In these weaves, unlike other Kilims, the weft plays no role in making the patterns but it is the wraps that create them. This Kilim is rarely woven based on a premade pattern.

Sources say almost all Sirjan Kilims are unique and no two similar pieces can be found. The backgrounds are mostly cream, milky white, red, blue, and dark blue. It is possible to describe these incredible hand weaves by the word “Hessi Baf” or sensational weave, because the mood and emotions of the weavers, who are nomad women, affect even their choice of color during the production.

The motifs come in various colors. Kinds of green, yellow, pink, and blue are used to make geometric and semi-cursive motifs and motifs of fish, giraffe, and birds like the stork, sparrow, peacock, etc.

It is rare to find a Sirjan Kilim plain and without any motif. Herbal and animal pigments such as Cochineal and Vermilion worm are mixed with oxides of metals to dye the yarns. “Gol-o-Godani”, “She Kaleh”, “Kuh Panj”, “Bandi Lozi”, “Kheshti” or “Ghalebi” and paisley are some of the most common motifs of Shiriki-Pich Kilims.

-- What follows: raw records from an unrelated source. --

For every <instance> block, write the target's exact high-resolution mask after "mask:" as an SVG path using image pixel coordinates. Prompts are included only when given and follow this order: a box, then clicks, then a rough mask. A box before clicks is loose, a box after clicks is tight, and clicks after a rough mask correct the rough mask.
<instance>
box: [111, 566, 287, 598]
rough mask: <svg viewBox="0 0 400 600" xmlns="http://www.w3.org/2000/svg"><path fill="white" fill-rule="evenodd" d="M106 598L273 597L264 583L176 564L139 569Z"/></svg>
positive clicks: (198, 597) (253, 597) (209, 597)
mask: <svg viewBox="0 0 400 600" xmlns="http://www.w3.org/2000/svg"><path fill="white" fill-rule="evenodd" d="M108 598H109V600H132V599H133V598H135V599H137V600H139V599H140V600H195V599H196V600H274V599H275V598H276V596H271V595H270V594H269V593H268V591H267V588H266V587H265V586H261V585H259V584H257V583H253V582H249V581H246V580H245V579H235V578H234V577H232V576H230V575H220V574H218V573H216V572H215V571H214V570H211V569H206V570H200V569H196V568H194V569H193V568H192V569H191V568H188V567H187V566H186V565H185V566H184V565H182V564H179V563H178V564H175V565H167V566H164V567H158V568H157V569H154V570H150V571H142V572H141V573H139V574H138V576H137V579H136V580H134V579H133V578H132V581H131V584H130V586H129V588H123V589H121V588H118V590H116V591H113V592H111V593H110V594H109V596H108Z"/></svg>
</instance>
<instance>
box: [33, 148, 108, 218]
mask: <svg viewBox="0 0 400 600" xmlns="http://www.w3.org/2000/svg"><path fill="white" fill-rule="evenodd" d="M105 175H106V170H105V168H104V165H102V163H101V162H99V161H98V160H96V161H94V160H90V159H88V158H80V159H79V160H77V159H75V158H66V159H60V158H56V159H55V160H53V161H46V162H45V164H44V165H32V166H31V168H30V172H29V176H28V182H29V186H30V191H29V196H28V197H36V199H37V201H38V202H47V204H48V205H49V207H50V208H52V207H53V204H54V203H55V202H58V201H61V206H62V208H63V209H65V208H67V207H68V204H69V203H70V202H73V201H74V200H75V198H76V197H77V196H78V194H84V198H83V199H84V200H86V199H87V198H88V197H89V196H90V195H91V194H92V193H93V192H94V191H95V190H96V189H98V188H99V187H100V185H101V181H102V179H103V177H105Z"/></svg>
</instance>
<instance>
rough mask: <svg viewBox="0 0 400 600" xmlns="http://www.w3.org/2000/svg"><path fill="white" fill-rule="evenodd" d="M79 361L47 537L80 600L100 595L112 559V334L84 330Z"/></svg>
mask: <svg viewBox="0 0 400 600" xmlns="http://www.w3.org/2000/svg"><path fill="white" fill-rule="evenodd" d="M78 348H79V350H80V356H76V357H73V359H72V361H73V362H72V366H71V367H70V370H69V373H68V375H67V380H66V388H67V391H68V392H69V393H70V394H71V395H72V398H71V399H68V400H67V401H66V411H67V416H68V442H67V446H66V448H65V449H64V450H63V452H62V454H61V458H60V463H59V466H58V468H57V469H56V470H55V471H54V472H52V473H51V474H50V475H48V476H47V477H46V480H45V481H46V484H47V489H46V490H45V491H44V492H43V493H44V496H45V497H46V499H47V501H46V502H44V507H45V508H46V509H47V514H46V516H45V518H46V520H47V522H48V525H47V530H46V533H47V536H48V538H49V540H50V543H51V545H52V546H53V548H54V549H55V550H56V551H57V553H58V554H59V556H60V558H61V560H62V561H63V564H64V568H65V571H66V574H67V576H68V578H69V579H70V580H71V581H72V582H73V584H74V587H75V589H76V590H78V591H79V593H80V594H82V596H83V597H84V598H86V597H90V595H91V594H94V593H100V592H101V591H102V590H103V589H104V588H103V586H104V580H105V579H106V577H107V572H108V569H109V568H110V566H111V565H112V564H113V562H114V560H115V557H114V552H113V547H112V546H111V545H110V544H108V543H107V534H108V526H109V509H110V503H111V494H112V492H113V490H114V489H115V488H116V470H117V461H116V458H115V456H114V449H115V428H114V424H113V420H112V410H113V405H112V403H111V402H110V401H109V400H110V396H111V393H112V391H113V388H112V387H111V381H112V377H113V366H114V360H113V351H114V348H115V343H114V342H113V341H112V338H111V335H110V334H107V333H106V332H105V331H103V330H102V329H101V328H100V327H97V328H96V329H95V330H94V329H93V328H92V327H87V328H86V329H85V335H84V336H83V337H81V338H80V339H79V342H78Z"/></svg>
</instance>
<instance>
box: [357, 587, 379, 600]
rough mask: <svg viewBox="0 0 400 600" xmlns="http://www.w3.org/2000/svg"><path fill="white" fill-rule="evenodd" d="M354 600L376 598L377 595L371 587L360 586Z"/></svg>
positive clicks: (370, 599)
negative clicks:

Today, in addition to making bags, chair covers, and wall hanging, they are considered an important non-oil export of Iran due to their international popularity.

The kilims are often woven on narrow looms, and two mirror-image pieces are sewn together along the long edge to produce the completed kilim. The vertical color junctions involve a discontinuity of the wefts, the colored yarns that produce the design. At these boundaries, there are small slits in the fabric. Extremely fine kilims of silk were woven for the Safavid court (1502–1735), possibly in Kashan.

Persian carpets are sought after internationally for their delicate designs and their good quality. Among Persian carpets, particularly those of the classic period, the medallion may represent an open lotus blossom with 16 petals as seen from above, a complex star form, or a quatrefoil with pointed lobes.

A medallion carpet is any floor covering on which the decoration is dominated by a single symmetrical centerpiece, such as a star-shaped, circular, quatrefoil, or octagonal figure. The name, however, is sometimes also given to a carpet on which the decoration consists of several forms of this kind or even of rows of medallion figures.

Handmade Persian carpets are sought after internationally for their delicate designs and their good quality. They are almost expensive but they are worth every penny!